Production shell access

From Wikitech
(Redirected from Requesting shell access)
Jump to navigation Jump to search

For instructions on accessing public Cloud Services servers, see Help:Access.

This page explains how to access the production Wikimedia cluster.

Remember that production access is extremely sensitive! Take it seriously and immediately contact Tech Ops if you make a mistake or something goes wrong.

Read and remember the server access responsibilities, including the overall philosophy:

  • The Wikimedia Operations Team will do whatever is necessary to keep all machines and services working and running in a secure fashion.
  • Don't by any wilful, deliberate, reckless or unlawful act interfere with the work of another developer or jeopardize the integrity of data networks, computing equipment, systems programs, or other stored information.
  • Don't use Wikimedia facilities for private purposes, including consultancy or any other work outside the scope of official duties or functions for the time being, without specific authorization to do so.
  • This is not your personal machine. Many things that are fine to do on your personal machine are not okay in a production environment
  • When in doubt ask questions first, act second. In this case forgiveness is much more difficult to get than permission.

Requesting access

Shells!

Production shell access is granted strictly on an as needed basis, and is entirely under the purview of the Engineering Department and Operations Department managers. They can approve or deny access for any reason, as security is of the highest priority.
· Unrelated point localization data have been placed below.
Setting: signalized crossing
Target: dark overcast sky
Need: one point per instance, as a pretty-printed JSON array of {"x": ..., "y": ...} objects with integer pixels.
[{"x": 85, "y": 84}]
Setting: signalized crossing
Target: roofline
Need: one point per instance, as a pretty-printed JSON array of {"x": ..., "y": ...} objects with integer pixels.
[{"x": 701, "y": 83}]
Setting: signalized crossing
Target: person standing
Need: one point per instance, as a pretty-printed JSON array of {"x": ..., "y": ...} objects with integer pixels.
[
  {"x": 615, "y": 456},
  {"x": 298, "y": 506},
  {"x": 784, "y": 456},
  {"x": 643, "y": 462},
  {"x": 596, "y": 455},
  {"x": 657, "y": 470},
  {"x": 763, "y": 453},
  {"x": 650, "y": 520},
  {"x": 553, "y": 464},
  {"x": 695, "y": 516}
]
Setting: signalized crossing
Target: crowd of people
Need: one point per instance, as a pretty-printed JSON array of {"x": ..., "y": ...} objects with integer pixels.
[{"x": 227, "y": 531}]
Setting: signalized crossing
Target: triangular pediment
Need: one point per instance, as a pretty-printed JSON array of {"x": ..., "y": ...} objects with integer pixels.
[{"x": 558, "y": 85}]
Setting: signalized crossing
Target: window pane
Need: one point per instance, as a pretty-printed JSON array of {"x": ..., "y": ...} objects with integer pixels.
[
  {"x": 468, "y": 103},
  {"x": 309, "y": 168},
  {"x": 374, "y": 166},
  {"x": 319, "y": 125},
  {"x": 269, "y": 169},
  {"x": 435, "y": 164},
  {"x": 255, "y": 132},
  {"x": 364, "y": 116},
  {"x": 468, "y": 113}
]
To acquire shell access, you have projects or responsibilities that requires this access on a regular and ongoing basis. Requests based on a one-time need will not be granted. If you have a one-time need for data, request the data instead.

Prerequisites

There are some things you'll need before you start the process.

New users

  1. Read and sign the Acknowledgement of Wikimedia Server Access Responsibilities.
  2. Use this form to create a ticket requesting access.[1]
  3. In the title, replace "RESOURCE" and "USER" with your name and the resource you need access to. (For new user requests, make a separate ticket for each user.)
  4. Add the following information to the description:
    • Your full name
    • Your developer access username (that is, the one you use for Cloud VPS SSH, not Wikitech login. Wikitech shows this as "instance shell account name" in preferences). We will use this as your production shell username.
    • The public key from your SSH keypair.[2] This must not be the same one you use to access Cloud VPS.
    • A detailed reason for your request. In particular, describe which specific servers you need access to and why. We err on the side of giving fewer permissions rather than more, so the more detailed your request, the more likely you are to get all the permissions you need.
  5. Get approvals from the following people. These approvals should be as comments to the Phabricator task, so these people will need a Phabricator account as well. The comments should be made directly through the web interface, not via email.[3]
    • At least one comment of support from a Wikimedia Foundation employee, explaining why it is a good idea to accept your request. The comment of support should be from your supervisor if you're an employee, or from the employee you will be collaborating with if you're not.
    • The project lead where your access will be granted.
  6. For most requests, a three business day waiting period must be observed after the request is filed.[4]
  7. When your request is approved, you will be asked to provide your full legal name, preferred email address for contact, and physical address to the Wikimedia Foundation Legal Team (or your employee contact may forward this information on your behalf). This information will be used to customize a non-disclosure agreement, which you will be asked to read, comprehend, and electrically sign through the Foundation's contract management system. The agreement will be similar to the Volunteer NDA.
  8. The Wikimedia Foundation employee that will be supervising your work will coordinate final sign off by a C-level staff of the Wikimedia Foundation when all other criteria have been met before your access is granted.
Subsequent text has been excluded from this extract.